Atum provided that IT backbone for the Green Party by installing is new Fundraiser CRM (customer relationship management) software on a server in its Toronto datacentre. They allow Green Party users to connect to the Windows Server 2008 64-bit box with a virtual private network (VPN). So although they work in B.C., the users are relying on a computer sitting in Toronto.
The system allows users to log-in and work regardless of their operating system or Web browser, explains John Posan, business development director at Atum.
“Anyone could log in from a computer with the Internet,” he says. The custom-developed VPN appliance pushes server through a Web browser using remote desktop protocol or a Java application. The user selects an option that best suits their needs. “They just simply click on PC or Mac and then a Web window is launched.”
That suits the Green Party’s needs well, Helps says. It has bought two concurrent licences to use the system for $125 each. It also pays $155 per month for the hosted server, and that comes with basic support and one backup of the server per day.
Green Party staff access their virtual desktops from the office and at home. Its even allows for volunteers to help out, since they don’t need to install software on their computers.
“It’s been working great,” Helps says. “It gives us a secure server and I have confident in Atum for providing it to us and keeping it up and running.”
Atum prides itself on being a environmentally-friendly IT provider, Posan says. It has been recognized for its green efforts with awards, including a bronze in the Greenest Solution Provider category at the CDN Channel Elite Awards.
“Most hosting companies will just sell their hardware off, or if it’s too old to sell, they just throw it in the garbage,” Posan says. “We recycle all of our old equipment so they can be turned into something else.”
Atum’s main market are small to mid-sized businesses and their clients share the resources of a large physical server. But each client gets a dedicated virtual server, meaning the hardware resources set aside for their use won’t be used by any other company’s applications.
“Each customer is paying for and using only exactly what they need,” Posan says. “We can customize to the megabyte of ram or megabyte of hard disk space.”
The Green Party’s virtual server resides on a IBM X36-M2 server.
The political group of environmental advocates appreciates its IT provider is aware of green issues and makes an effort to reduce its ecological footprint.
Although it wasn’t the main reason the Green Party choose Atum, Helps says.
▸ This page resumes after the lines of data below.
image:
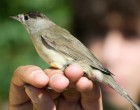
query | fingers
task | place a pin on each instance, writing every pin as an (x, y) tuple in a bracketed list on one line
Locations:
[(40, 98), (57, 80), (90, 94), (32, 75)]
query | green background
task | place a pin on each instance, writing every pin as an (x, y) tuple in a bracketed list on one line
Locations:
[(16, 48)]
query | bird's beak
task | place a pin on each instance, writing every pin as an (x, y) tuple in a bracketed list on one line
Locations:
[(15, 17)]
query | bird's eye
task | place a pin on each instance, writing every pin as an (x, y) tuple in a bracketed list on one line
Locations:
[(26, 17)]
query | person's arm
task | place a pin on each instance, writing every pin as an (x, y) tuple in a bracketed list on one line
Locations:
[(32, 88)]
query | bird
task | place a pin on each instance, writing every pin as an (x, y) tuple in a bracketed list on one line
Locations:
[(59, 48)]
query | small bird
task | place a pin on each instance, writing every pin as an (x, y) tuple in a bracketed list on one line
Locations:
[(57, 47)]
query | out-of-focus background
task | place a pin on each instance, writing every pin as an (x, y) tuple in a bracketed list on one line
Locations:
[(16, 48)]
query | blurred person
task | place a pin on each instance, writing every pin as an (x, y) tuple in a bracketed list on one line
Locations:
[(111, 30)]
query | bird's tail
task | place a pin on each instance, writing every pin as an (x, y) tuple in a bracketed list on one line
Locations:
[(111, 82)]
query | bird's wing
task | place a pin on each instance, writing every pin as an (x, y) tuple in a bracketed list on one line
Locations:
[(71, 47)]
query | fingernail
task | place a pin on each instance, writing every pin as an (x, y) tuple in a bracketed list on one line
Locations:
[(32, 93), (56, 77)]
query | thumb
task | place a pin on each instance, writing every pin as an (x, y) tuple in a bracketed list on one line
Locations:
[(39, 98)]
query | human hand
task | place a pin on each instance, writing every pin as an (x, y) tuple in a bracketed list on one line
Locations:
[(69, 90)]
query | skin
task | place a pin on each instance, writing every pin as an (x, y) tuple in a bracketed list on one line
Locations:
[(69, 90)]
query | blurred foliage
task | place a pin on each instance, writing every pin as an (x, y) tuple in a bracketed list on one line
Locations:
[(16, 48)]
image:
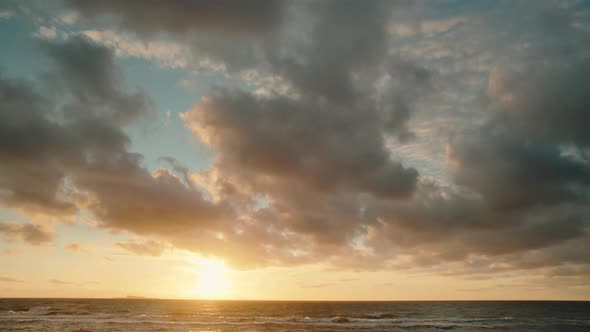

One of the major factors was the company’s Canadian location.
“Due to Canadian privacy laws, we’d have to inform all our supporters and donors that their data was being stored in the U.S.,” she explains. “We didn’t want to have to do that.”
Helps adds that she doesn’t want to scare other small organizations away from using open source software – it can often work out well and save money. It just didn’t work out so well for her.